Managing access by a hundred-plus countries is impractical due to mutual mistrust, so Apple would be stuck with keeping a second signing key (or database of second signing keys) for signing these messages that must be accessed for each and every law enforcement agency. This puts us back at the situation where Apple needs to protect another repeatedly-used, high-value public key infrastructure: an equivalent situation to what has already resulted in the theft of Bitcoin wallets, RealTek’s code signing keys, and Certificate Authority failures, among many other disasters.

Repeated access of private keys drastically increases their probability of theft, loss, or inappropriate use. Apple’s Cloud Key Vault does not have any Apple-owned private key, and therefore does not indicate that a secure solution to this problem actually exists.

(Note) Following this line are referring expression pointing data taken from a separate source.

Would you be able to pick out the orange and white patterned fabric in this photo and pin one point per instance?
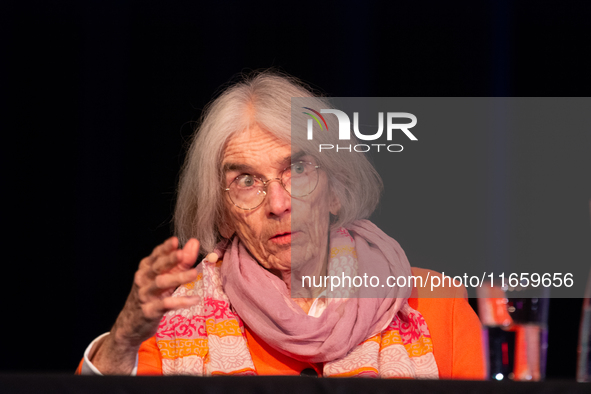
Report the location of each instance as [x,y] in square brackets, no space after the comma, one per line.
[209,339]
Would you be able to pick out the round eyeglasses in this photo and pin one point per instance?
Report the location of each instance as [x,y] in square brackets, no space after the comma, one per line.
[249,191]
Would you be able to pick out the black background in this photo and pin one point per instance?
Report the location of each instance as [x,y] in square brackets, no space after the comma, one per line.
[99,98]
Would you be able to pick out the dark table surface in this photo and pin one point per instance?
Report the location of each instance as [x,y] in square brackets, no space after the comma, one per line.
[277,384]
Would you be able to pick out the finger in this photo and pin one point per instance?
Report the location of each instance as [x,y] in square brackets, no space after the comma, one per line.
[165,263]
[189,254]
[212,258]
[164,248]
[165,283]
[155,310]
[168,281]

It is worth noting that the exceptional access schemes one can create from Apple’s CKV (like the one outlined above) inherently entail the precise issues we warned about in our previous essay on the danger signs for recognizing flawed exceptional access systems. Additionally, the Risks of Key Escrow and Keys Under Doormats papers describe further technical and nontechnical issues with exceptional access schemes that must be addressed. Among the nontechnical hurdles would be the requirement, for example, that Apple run a large legal office to confirm that requests for access from the government of Uzbekistan actually involved a device that was located in that country, and that the request was consistent with both US law and Uzbek law.

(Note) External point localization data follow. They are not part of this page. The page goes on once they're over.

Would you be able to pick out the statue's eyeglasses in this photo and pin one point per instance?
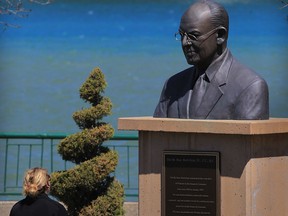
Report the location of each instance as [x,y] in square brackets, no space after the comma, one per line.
[191,38]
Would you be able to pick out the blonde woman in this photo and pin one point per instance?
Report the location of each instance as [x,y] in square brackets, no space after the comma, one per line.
[36,186]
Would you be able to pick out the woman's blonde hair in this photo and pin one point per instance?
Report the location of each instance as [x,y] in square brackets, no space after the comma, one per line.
[36,181]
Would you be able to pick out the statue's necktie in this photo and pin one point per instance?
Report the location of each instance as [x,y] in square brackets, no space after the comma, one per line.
[199,90]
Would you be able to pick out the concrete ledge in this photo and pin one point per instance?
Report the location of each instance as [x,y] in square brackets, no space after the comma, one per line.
[131,208]
[244,127]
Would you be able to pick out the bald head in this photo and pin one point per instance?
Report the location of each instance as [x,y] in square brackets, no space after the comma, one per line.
[209,11]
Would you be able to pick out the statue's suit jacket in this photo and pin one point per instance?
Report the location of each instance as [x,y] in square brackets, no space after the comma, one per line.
[235,92]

My colleagues and I do not argue that the technical community doesn’t know how to store high-value encryption keys—that’s the whole point of an HSM. Rather, we assert that holding on to keys in a safe way such that any other party (i.e. law enforcement or Apple itself) can also access them repeatedly without high potential for catastrophic loss is impossible with today’s technology, and that any scheme running into fundamental sociotechnical challenges such as jurisdiction must be evaluated honestly before any technical implementation is considered.